I just saw it last week where a top 09 team used a guest from a flight 1 08 team.  The gal wasn't even from the same club.  Same 'family' of clubs but not the same club.  I suppose I can see if you needed an extra player, but they already had 3 subs of their own. 
I also remember last season seeing a flight 2 06 team use some of their clubs ECNL gals during the playoffs.  Their bench was stocked with subs.  I think these are both examples of telling the rest of your team that they're not good enough and winning is your top priority.


----------



## espola (Oct 17, 2019)

dad4 said:


> It isn't just SCDSL.  Guesting down is a problem all over.
> 
> I no longer allow my daughter to guest down.  It steals a game from the kids on the lower team.
> Not just minutes, but touches.  Lower team players touch the ball a lot less when upper team players are guesting.


Even if their team has the ball more than they would have without the guest?


----------



## tjinaz (Oct 17, 2019)

Don't agree.  What if you have a player coming back from injury or suffering a loss of confidence.  They should just "gut it out" on their higher level team or do you send them down for a bit to recover and get their mojo back?  There is a valid purpose for guesting down but it seems it is not being used as intended.  This is how it works in pro sports for "conditioning assignments" don't see why it can't be used here just needs to be limited.


----------



## dad4 (Oct 17, 2019)

espola said:


> Even if their team has the ball more than they would have without the guest?


Yes.  

my kid is a 2010- 7v7.  It is easy for one or two players to take over a game.  The lower skill kids on both teams never touch the ball.

Even at higher levels, I wouldn't do it except to help correct a complete mismatch.


----------



## timbuck (Oct 17, 2019)

soccerchaffeur said:


> I just saw it last week where a top 09 team used a guest from a flight 1 08 team.  The gal wasn't even from the same club.  Same 'family' of clubs but not the same club.  I suppose I can see if you needed an extra player, but they already had 3 subs of their own.
> I also remember last season seeing a flight 2 06 team use some of their clubs ECNL gals during the playoffs.  Their bench was stocked with subs.  I think these are both examples of telling the rest of your team that they're not good enough and winning is your top priority.


This comes from clubs that have a "Club First" mentality.  And they think that winning helps with recruiting.  The 2006 girls on that flight 2 team who aren't very strong will probably be leaving next year anyway.  So the club wants to win so they can find players that want to replace them by joining a "winning" team.  And join a club that tells parents "your kid will have the chance to move up to our ECNL team", only to learn that the ECNL team is focused on gathering players from other ECNL or DA teams and it would take a cold day in hell before a current F2 player would even get a sniff at the crown jewel of the club.
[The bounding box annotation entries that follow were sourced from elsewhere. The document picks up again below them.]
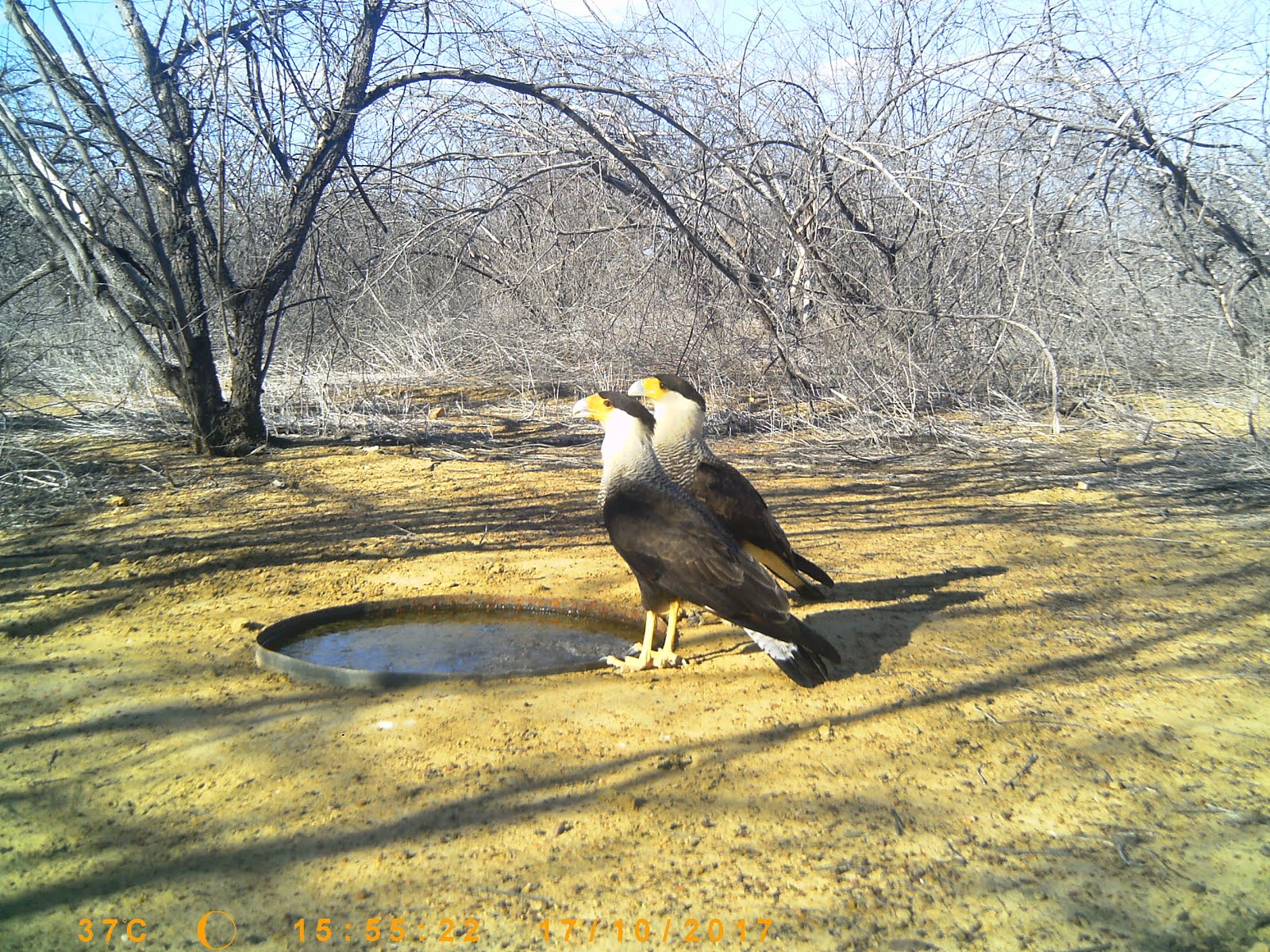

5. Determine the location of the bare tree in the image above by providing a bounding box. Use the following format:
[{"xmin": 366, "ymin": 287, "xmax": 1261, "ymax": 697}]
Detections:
[{"xmin": 0, "ymin": 0, "xmax": 425, "ymax": 453}]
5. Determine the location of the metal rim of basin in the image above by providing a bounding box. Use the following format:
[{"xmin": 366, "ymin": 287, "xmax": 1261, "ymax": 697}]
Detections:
[{"xmin": 256, "ymin": 595, "xmax": 664, "ymax": 688}]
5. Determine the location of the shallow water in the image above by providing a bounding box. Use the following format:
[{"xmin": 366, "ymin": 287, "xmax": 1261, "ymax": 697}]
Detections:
[{"xmin": 277, "ymin": 612, "xmax": 640, "ymax": 674}]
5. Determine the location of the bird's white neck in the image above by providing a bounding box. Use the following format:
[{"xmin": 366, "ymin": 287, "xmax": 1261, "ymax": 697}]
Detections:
[
  {"xmin": 652, "ymin": 393, "xmax": 709, "ymax": 486},
  {"xmin": 599, "ymin": 413, "xmax": 665, "ymax": 497}
]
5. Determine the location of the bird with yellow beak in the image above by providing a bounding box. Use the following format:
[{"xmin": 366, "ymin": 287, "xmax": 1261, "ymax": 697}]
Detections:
[{"xmin": 573, "ymin": 391, "xmax": 842, "ymax": 687}]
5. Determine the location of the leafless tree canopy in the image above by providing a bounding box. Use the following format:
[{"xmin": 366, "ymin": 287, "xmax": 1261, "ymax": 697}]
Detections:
[{"xmin": 0, "ymin": 0, "xmax": 1270, "ymax": 452}]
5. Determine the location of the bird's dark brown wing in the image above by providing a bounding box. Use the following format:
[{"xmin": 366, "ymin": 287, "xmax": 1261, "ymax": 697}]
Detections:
[
  {"xmin": 692, "ymin": 457, "xmax": 833, "ymax": 585},
  {"xmin": 605, "ymin": 486, "xmax": 840, "ymax": 668}
]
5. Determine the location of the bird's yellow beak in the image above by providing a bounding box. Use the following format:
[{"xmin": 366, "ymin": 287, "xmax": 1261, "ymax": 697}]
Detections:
[
  {"xmin": 570, "ymin": 393, "xmax": 614, "ymax": 423},
  {"xmin": 626, "ymin": 377, "xmax": 665, "ymax": 400}
]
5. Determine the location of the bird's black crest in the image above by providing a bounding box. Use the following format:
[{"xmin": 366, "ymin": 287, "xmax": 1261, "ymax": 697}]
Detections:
[
  {"xmin": 599, "ymin": 390, "xmax": 656, "ymax": 430},
  {"xmin": 656, "ymin": 373, "xmax": 706, "ymax": 410}
]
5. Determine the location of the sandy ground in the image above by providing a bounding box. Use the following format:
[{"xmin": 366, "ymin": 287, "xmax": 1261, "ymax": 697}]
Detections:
[{"xmin": 0, "ymin": 390, "xmax": 1270, "ymax": 952}]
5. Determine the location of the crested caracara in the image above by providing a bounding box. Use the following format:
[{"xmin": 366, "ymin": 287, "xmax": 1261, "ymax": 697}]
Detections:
[
  {"xmin": 627, "ymin": 373, "xmax": 833, "ymax": 601},
  {"xmin": 573, "ymin": 391, "xmax": 842, "ymax": 688}
]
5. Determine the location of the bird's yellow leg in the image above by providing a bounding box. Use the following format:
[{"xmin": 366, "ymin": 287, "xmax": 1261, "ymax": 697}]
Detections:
[
  {"xmin": 652, "ymin": 599, "xmax": 683, "ymax": 668},
  {"xmin": 605, "ymin": 612, "xmax": 656, "ymax": 671}
]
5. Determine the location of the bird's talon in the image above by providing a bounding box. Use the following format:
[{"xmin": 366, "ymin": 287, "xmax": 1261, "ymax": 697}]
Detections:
[
  {"xmin": 652, "ymin": 651, "xmax": 683, "ymax": 668},
  {"xmin": 605, "ymin": 655, "xmax": 652, "ymax": 671}
]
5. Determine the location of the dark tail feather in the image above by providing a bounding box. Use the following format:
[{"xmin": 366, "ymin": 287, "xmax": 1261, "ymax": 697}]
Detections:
[
  {"xmin": 790, "ymin": 614, "xmax": 842, "ymax": 664},
  {"xmin": 791, "ymin": 552, "xmax": 833, "ymax": 589},
  {"xmin": 745, "ymin": 628, "xmax": 838, "ymax": 688},
  {"xmin": 794, "ymin": 582, "xmax": 824, "ymax": 601}
]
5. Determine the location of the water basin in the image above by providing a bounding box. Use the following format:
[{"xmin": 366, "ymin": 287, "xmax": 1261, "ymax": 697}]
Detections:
[{"xmin": 256, "ymin": 595, "xmax": 644, "ymax": 688}]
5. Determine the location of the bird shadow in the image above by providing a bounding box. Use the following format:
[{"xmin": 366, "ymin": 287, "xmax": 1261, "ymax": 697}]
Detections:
[
  {"xmin": 805, "ymin": 565, "xmax": 1006, "ymax": 681},
  {"xmin": 799, "ymin": 565, "xmax": 1006, "ymax": 608}
]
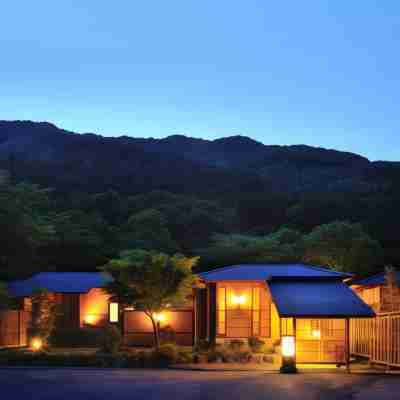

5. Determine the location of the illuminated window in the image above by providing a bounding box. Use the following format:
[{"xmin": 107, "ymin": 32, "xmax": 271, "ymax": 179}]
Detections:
[
  {"xmin": 361, "ymin": 286, "xmax": 380, "ymax": 305},
  {"xmin": 217, "ymin": 287, "xmax": 226, "ymax": 335},
  {"xmin": 252, "ymin": 287, "xmax": 260, "ymax": 336},
  {"xmin": 109, "ymin": 303, "xmax": 119, "ymax": 322}
]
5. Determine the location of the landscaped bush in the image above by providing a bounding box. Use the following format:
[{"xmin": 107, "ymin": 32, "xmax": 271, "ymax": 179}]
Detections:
[
  {"xmin": 50, "ymin": 327, "xmax": 103, "ymax": 347},
  {"xmin": 247, "ymin": 336, "xmax": 265, "ymax": 353},
  {"xmin": 160, "ymin": 326, "xmax": 176, "ymax": 344},
  {"xmin": 228, "ymin": 339, "xmax": 246, "ymax": 351},
  {"xmin": 101, "ymin": 325, "xmax": 122, "ymax": 354},
  {"xmin": 152, "ymin": 344, "xmax": 179, "ymax": 368},
  {"xmin": 193, "ymin": 339, "xmax": 213, "ymax": 353},
  {"xmin": 207, "ymin": 342, "xmax": 251, "ymax": 363}
]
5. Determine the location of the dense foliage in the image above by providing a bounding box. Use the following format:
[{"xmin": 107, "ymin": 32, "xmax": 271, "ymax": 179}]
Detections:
[
  {"xmin": 0, "ymin": 121, "xmax": 400, "ymax": 280},
  {"xmin": 104, "ymin": 250, "xmax": 197, "ymax": 348}
]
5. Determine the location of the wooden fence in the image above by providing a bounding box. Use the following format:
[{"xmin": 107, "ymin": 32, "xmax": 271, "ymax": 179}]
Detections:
[
  {"xmin": 350, "ymin": 312, "xmax": 400, "ymax": 367},
  {"xmin": 0, "ymin": 310, "xmax": 30, "ymax": 347}
]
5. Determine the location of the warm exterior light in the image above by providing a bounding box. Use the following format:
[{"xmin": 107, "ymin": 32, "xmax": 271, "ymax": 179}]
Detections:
[
  {"xmin": 31, "ymin": 338, "xmax": 43, "ymax": 351},
  {"xmin": 85, "ymin": 314, "xmax": 96, "ymax": 325},
  {"xmin": 232, "ymin": 294, "xmax": 246, "ymax": 306},
  {"xmin": 282, "ymin": 336, "xmax": 295, "ymax": 357},
  {"xmin": 281, "ymin": 336, "xmax": 297, "ymax": 374},
  {"xmin": 311, "ymin": 329, "xmax": 321, "ymax": 339},
  {"xmin": 153, "ymin": 313, "xmax": 165, "ymax": 322},
  {"xmin": 109, "ymin": 303, "xmax": 119, "ymax": 322}
]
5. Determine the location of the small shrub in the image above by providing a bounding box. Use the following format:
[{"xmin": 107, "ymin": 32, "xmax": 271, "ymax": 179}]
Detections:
[
  {"xmin": 50, "ymin": 327, "xmax": 103, "ymax": 347},
  {"xmin": 228, "ymin": 339, "xmax": 246, "ymax": 351},
  {"xmin": 193, "ymin": 339, "xmax": 213, "ymax": 353},
  {"xmin": 152, "ymin": 344, "xmax": 178, "ymax": 368},
  {"xmin": 248, "ymin": 336, "xmax": 265, "ymax": 353},
  {"xmin": 176, "ymin": 350, "xmax": 193, "ymax": 364},
  {"xmin": 101, "ymin": 325, "xmax": 122, "ymax": 354},
  {"xmin": 160, "ymin": 326, "xmax": 176, "ymax": 344}
]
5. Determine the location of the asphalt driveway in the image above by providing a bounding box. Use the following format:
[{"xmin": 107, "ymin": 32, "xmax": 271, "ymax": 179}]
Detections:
[{"xmin": 0, "ymin": 368, "xmax": 400, "ymax": 400}]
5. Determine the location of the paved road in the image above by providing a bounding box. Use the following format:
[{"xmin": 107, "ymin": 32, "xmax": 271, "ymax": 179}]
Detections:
[{"xmin": 0, "ymin": 368, "xmax": 400, "ymax": 400}]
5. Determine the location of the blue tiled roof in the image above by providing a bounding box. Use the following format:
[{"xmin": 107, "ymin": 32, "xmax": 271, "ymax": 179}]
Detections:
[
  {"xmin": 352, "ymin": 271, "xmax": 400, "ymax": 286},
  {"xmin": 8, "ymin": 272, "xmax": 112, "ymax": 297},
  {"xmin": 268, "ymin": 280, "xmax": 375, "ymax": 318},
  {"xmin": 198, "ymin": 264, "xmax": 350, "ymax": 281}
]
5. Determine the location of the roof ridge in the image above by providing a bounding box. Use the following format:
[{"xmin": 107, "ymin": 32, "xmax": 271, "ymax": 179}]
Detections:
[{"xmin": 297, "ymin": 264, "xmax": 353, "ymax": 276}]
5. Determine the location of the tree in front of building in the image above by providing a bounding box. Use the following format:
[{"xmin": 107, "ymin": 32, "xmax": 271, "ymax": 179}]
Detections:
[{"xmin": 104, "ymin": 250, "xmax": 197, "ymax": 348}]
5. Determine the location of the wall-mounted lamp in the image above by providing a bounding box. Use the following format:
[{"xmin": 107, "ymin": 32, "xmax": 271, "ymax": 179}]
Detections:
[
  {"xmin": 232, "ymin": 294, "xmax": 247, "ymax": 306},
  {"xmin": 281, "ymin": 336, "xmax": 297, "ymax": 374},
  {"xmin": 84, "ymin": 314, "xmax": 97, "ymax": 325},
  {"xmin": 311, "ymin": 329, "xmax": 321, "ymax": 339}
]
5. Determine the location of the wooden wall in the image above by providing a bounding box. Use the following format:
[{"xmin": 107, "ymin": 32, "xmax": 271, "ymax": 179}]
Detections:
[
  {"xmin": 350, "ymin": 312, "xmax": 400, "ymax": 367},
  {"xmin": 79, "ymin": 288, "xmax": 110, "ymax": 327},
  {"xmin": 123, "ymin": 308, "xmax": 194, "ymax": 346},
  {"xmin": 296, "ymin": 318, "xmax": 346, "ymax": 364},
  {"xmin": 217, "ymin": 281, "xmax": 271, "ymax": 339},
  {"xmin": 0, "ymin": 310, "xmax": 31, "ymax": 347}
]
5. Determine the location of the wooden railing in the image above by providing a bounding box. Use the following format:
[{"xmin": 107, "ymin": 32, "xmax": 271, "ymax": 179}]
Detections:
[{"xmin": 350, "ymin": 311, "xmax": 400, "ymax": 367}]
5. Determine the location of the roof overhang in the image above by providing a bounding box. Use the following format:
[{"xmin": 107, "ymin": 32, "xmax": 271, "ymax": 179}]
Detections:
[{"xmin": 268, "ymin": 279, "xmax": 375, "ymax": 318}]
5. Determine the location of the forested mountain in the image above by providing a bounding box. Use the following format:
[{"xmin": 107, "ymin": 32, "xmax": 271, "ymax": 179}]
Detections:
[
  {"xmin": 0, "ymin": 121, "xmax": 385, "ymax": 195},
  {"xmin": 0, "ymin": 121, "xmax": 400, "ymax": 278}
]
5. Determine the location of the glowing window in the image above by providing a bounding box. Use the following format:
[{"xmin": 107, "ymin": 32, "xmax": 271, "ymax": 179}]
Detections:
[{"xmin": 109, "ymin": 303, "xmax": 119, "ymax": 322}]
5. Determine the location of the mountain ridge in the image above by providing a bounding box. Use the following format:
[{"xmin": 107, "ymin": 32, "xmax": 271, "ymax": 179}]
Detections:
[{"xmin": 0, "ymin": 120, "xmax": 400, "ymax": 193}]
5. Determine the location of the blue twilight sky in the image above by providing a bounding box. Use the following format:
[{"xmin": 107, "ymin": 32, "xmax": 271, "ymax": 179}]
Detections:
[{"xmin": 0, "ymin": 0, "xmax": 400, "ymax": 160}]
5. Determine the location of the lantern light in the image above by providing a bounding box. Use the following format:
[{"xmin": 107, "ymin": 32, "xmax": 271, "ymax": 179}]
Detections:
[
  {"xmin": 153, "ymin": 313, "xmax": 165, "ymax": 322},
  {"xmin": 281, "ymin": 336, "xmax": 297, "ymax": 374},
  {"xmin": 232, "ymin": 294, "xmax": 246, "ymax": 305},
  {"xmin": 108, "ymin": 303, "xmax": 119, "ymax": 323},
  {"xmin": 311, "ymin": 329, "xmax": 321, "ymax": 339},
  {"xmin": 31, "ymin": 338, "xmax": 43, "ymax": 351},
  {"xmin": 85, "ymin": 314, "xmax": 96, "ymax": 325},
  {"xmin": 282, "ymin": 336, "xmax": 295, "ymax": 357}
]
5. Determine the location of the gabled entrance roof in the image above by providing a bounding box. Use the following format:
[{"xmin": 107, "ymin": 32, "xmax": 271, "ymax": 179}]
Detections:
[{"xmin": 268, "ymin": 280, "xmax": 375, "ymax": 318}]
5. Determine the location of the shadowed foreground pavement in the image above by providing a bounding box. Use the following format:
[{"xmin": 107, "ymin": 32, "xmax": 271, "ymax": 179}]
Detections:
[{"xmin": 0, "ymin": 368, "xmax": 400, "ymax": 400}]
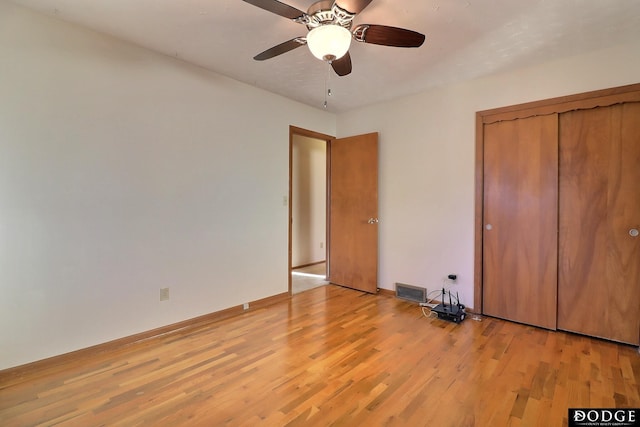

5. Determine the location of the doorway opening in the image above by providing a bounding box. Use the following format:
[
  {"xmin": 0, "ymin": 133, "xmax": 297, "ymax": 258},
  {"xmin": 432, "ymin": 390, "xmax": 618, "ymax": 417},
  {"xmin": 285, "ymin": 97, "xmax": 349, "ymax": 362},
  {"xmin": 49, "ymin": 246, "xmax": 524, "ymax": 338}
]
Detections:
[{"xmin": 289, "ymin": 126, "xmax": 333, "ymax": 294}]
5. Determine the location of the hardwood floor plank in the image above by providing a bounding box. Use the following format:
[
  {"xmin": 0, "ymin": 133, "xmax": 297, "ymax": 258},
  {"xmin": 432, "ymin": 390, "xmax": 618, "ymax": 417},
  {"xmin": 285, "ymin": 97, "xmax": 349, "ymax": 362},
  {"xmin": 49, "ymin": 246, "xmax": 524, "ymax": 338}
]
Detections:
[{"xmin": 0, "ymin": 286, "xmax": 640, "ymax": 427}]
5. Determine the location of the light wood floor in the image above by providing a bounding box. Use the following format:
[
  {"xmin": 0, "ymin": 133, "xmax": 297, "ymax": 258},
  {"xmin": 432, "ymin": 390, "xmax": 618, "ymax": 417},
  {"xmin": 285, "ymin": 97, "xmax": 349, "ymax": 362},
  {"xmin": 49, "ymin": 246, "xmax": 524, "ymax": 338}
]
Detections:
[
  {"xmin": 0, "ymin": 285, "xmax": 640, "ymax": 427},
  {"xmin": 291, "ymin": 262, "xmax": 329, "ymax": 294}
]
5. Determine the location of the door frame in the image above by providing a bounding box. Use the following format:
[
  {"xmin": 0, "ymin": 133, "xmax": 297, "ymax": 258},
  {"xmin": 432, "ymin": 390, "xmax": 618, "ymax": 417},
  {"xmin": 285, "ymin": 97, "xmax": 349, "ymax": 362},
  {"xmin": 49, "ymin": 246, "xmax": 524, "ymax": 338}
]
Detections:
[
  {"xmin": 287, "ymin": 125, "xmax": 336, "ymax": 295},
  {"xmin": 473, "ymin": 83, "xmax": 640, "ymax": 313}
]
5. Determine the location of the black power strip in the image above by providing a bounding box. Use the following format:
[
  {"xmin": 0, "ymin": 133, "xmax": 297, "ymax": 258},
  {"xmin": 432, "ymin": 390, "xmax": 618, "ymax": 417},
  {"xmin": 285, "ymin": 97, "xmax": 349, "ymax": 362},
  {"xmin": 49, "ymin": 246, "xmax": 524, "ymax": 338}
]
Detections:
[
  {"xmin": 431, "ymin": 288, "xmax": 467, "ymax": 323},
  {"xmin": 431, "ymin": 304, "xmax": 467, "ymax": 323}
]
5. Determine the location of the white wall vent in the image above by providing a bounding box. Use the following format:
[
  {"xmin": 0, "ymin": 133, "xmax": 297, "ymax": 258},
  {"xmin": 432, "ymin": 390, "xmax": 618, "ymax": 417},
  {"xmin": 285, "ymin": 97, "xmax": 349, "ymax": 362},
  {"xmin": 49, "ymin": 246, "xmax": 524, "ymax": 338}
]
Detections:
[{"xmin": 396, "ymin": 283, "xmax": 427, "ymax": 302}]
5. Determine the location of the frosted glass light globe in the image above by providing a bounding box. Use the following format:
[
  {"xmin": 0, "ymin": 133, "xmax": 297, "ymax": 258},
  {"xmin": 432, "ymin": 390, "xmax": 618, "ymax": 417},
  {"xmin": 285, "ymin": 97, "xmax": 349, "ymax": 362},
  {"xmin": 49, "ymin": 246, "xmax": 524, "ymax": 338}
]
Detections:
[{"xmin": 307, "ymin": 24, "xmax": 351, "ymax": 61}]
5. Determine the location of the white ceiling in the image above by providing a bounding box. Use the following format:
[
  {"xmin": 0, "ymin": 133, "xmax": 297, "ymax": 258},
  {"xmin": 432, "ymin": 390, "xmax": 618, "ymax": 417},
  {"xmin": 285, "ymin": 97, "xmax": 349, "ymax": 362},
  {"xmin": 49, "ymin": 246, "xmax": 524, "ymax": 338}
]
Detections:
[{"xmin": 7, "ymin": 0, "xmax": 640, "ymax": 112}]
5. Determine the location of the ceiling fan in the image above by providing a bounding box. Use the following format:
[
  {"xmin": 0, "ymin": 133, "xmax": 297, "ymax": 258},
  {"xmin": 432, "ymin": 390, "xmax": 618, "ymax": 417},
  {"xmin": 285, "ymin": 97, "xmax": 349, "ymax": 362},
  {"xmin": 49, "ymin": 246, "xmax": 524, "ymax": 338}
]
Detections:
[{"xmin": 244, "ymin": 0, "xmax": 425, "ymax": 76}]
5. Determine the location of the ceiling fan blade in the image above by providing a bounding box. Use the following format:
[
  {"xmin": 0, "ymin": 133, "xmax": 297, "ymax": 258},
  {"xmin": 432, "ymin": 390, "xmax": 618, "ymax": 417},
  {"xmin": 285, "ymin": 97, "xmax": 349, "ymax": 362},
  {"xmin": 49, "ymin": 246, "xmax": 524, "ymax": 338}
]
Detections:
[
  {"xmin": 244, "ymin": 0, "xmax": 306, "ymax": 21},
  {"xmin": 253, "ymin": 37, "xmax": 307, "ymax": 61},
  {"xmin": 334, "ymin": 0, "xmax": 373, "ymax": 15},
  {"xmin": 353, "ymin": 24, "xmax": 425, "ymax": 47},
  {"xmin": 331, "ymin": 52, "xmax": 351, "ymax": 76}
]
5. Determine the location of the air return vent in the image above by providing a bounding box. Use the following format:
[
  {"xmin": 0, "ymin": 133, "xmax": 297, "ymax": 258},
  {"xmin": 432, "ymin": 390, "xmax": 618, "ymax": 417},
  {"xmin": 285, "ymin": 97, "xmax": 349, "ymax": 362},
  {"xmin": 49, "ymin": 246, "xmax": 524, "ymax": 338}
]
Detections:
[{"xmin": 396, "ymin": 283, "xmax": 427, "ymax": 302}]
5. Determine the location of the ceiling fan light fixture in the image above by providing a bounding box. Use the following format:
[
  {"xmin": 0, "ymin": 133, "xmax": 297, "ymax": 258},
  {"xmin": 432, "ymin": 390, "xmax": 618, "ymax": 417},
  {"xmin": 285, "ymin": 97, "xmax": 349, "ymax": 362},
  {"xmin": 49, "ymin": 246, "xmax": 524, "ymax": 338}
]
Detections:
[{"xmin": 307, "ymin": 24, "xmax": 351, "ymax": 61}]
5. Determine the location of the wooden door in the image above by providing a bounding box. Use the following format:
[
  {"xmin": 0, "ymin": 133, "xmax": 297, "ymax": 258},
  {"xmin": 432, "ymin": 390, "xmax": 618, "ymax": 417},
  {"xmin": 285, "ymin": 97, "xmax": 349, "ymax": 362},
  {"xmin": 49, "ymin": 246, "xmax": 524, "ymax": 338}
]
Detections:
[
  {"xmin": 482, "ymin": 114, "xmax": 558, "ymax": 329},
  {"xmin": 328, "ymin": 133, "xmax": 378, "ymax": 293},
  {"xmin": 558, "ymin": 102, "xmax": 640, "ymax": 345}
]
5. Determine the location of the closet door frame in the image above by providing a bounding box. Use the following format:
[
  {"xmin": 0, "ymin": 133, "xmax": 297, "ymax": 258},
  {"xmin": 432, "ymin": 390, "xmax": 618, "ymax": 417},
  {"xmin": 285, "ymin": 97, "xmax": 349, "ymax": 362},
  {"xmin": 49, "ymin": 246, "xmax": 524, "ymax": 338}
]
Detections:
[{"xmin": 473, "ymin": 83, "xmax": 640, "ymax": 313}]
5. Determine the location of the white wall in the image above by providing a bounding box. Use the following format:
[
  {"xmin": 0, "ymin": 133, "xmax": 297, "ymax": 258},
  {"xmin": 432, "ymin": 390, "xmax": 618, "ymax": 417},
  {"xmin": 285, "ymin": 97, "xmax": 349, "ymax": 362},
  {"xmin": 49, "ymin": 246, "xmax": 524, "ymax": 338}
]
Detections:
[
  {"xmin": 337, "ymin": 41, "xmax": 640, "ymax": 306},
  {"xmin": 0, "ymin": 0, "xmax": 335, "ymax": 369},
  {"xmin": 291, "ymin": 135, "xmax": 327, "ymax": 267}
]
Find a club and a coach that has a "player first, team 2nd, club third" mentality.  Good luck.  Not many out there.


----------



## Riggins (Oct 17, 2019)

I can see the need to play down if you are coming back from injury, and that probably is a valid case in the older age groups. But, in the youngers it makes no sense. The gap in skill between divisions is often monstrous. A top F2 team maybe not even be close to competitive with many of the existing F1 teams. But yes, when you are of HS age that might be a valid reason. Let them play down one division -- with a doctors note.


----------



## Justafan (Oct 17, 2019)

tjinaz said:


> Don't agree.  What if you have a player coming back from injury or suffering a loss of confidence.  They should just "gut it out" on their higher level team or do you send them down for a bit to recover and get their mojo back?  There is a valid purpose for guesting down but it seems it is not being used as intended.  This is how it works in pro sports for "conditioning assignments" don't see why it can't be used here just needs to be limited.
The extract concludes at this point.